詩かあさんのお気楽子育て
陽が生まれてから、エサのやり方を変えた。
以前は、楽と詩をそれぞれの馬房に入れて食べさせていた。
今は、楽は馬房に入れて、詩と陽は馬房の外側で食べさせている。
詩は授乳していることもあって、楽とはエサの内容も量も違う。
こうすることで、楽と詩のエサを分けられるし、家にいても詩と陽の様子が見られる。
陽の歯が生え始めたころ、詩は陽にすすんでエサを食べさせていた。
ところが最近は、陽を押しのけて、自分が食べたいだけ食べている。
陽が生まれたばかりのとき、今にして思えば、詩はかなり神経質になっていたと思う。
楽が、詩と陽がいる馬房に首を突っ込むと、怒った詩は、楽が首を引っ込めようとしても離れないくらい強く噛みついたりした。
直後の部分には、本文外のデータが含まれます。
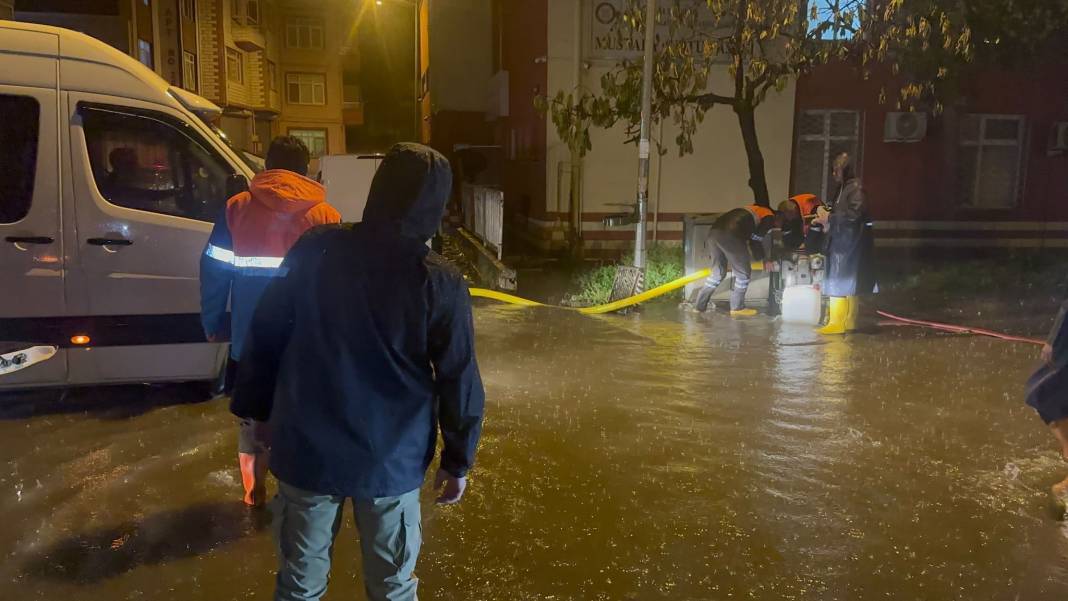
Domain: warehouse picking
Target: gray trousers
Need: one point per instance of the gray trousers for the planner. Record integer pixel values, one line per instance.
(307, 524)
(727, 250)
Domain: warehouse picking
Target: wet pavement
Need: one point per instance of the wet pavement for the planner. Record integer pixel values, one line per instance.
(659, 456)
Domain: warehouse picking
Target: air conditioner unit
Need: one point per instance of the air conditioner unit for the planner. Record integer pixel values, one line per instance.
(905, 127)
(1058, 138)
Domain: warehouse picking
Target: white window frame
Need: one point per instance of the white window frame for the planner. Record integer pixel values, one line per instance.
(982, 142)
(240, 66)
(826, 138)
(294, 27)
(313, 81)
(303, 132)
(249, 19)
(272, 76)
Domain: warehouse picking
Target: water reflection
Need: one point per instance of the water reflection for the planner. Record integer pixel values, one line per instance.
(660, 456)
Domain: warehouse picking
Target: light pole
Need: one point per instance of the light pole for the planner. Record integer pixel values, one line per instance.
(418, 81)
(643, 141)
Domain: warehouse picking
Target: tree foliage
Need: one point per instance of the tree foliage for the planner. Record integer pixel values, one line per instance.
(760, 44)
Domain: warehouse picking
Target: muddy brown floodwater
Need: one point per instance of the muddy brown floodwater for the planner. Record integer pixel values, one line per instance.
(653, 457)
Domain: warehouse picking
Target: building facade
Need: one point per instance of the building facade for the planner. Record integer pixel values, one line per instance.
(275, 66)
(162, 34)
(546, 46)
(990, 170)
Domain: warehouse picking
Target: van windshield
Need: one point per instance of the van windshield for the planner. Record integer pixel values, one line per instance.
(253, 161)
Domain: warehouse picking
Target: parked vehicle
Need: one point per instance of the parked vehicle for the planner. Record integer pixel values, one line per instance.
(110, 179)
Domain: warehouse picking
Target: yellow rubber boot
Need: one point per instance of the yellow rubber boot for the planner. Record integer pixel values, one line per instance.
(838, 315)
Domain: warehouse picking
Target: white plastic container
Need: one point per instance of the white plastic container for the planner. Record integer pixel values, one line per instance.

こんな状態で、3頭で放牧できるのか心配したが、思ったよりすぐ落ち着いて放牧できるようになり、しばらくすると、楽が陽のことを気にかけるようになった。
楽は、陽が自分の子どもという認識はしていないと思う。
でも、陽が楽のエサを食べていても怒らないし、最近は2頭で一緒にいることも多くなった。
詩はというと、陽の成長を見極めながら、だんだん陽から離れていっている。
陽が自分のそばを離れると必死に追いかけていたのは、せいぜい生後2週間ぐらいで、その後、楽が陽に危害を加えないことがわかってくると、楽に陽をまかせて放っておくことが増えていった。
人間が陽のそばにいるときも、「人間よろしく」という感じで放っておくようになった。
詩は、今は群れの順位について、陽に教えているのかもしれない。
何でも1番なのはボス、そしてボスはこの私、というふうに。
詩は初産で、子馬の教育も初めてのはずだけど、本能でやっているのだろうか。
陽の成長に応じて変化していく子育てを見ていると、たいしたもんだなあと感心してしまう。